MR RATTENBURY (Molonglo) (5.32): I will make a few remarks on this motion. I am glad that Mr Smyth has brought it forward today because it provides an opportunity to bust the myth that the Liberals appear to have been perpetuating in the community for quite some time, that is, the idea that rates are going up to pay for light rail. I know they are out there saying that in the community. They have written it on their brochures. It is simply dishonest. It does not reflect the current situation. We know that rates have been increasing and that has been because of the tax reforms that this government is putting in place. I will speak to that, because the Liberal Party’s political chicanery in trying to link rate changes with light rail is just another example of how they have so unfairly and inaccurately characterised this public transport reform for this city.

Mr Smyth knows full well that rates are changing in Canberra because the government is phasing out stamp duty and other inefficient taxes. This is a funding-neutral arrangement. What is taken from stamp duty and other taxes is being recouped by the government through rates.
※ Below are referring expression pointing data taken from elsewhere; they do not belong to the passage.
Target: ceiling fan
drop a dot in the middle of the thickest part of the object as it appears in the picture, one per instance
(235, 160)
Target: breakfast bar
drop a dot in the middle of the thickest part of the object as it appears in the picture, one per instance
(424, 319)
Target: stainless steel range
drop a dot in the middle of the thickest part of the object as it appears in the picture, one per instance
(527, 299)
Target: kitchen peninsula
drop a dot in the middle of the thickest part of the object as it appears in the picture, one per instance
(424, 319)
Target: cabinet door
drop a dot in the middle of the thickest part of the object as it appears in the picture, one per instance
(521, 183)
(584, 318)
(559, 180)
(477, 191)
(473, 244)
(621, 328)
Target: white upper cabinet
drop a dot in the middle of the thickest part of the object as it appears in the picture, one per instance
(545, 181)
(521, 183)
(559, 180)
It is simply a shift in the way that the government raises revenue.

Given that the tenor of Mr Smyth’s motion is about the cost burden on Canberrans and the hardship they are facing through costs, I would like to talk a little bit about the relationship between costs and affordability and the government’s tax reforms that will phase out stamp duty. I gather that while I had to step out of the chamber the Chief Minister may have also referenced the recent New South Wales Council of Social Service, NCOSS—the equivalent to the ACT’s ACTCOSS—and New South Wales Business Chamber paper that they released recently. It jointly called for New South Wales to switch from stamp duty to a broadly-based land tax.

While I know that the Chief Minister spoke about this, I want to speak about it as well, because I think it is a very important point. It really undermines the case the Liberal Party have been making on this and it emphasises their lack of courage and their lack of vision in being willing to undertake serious tax reform that serious commentators in the community actually support.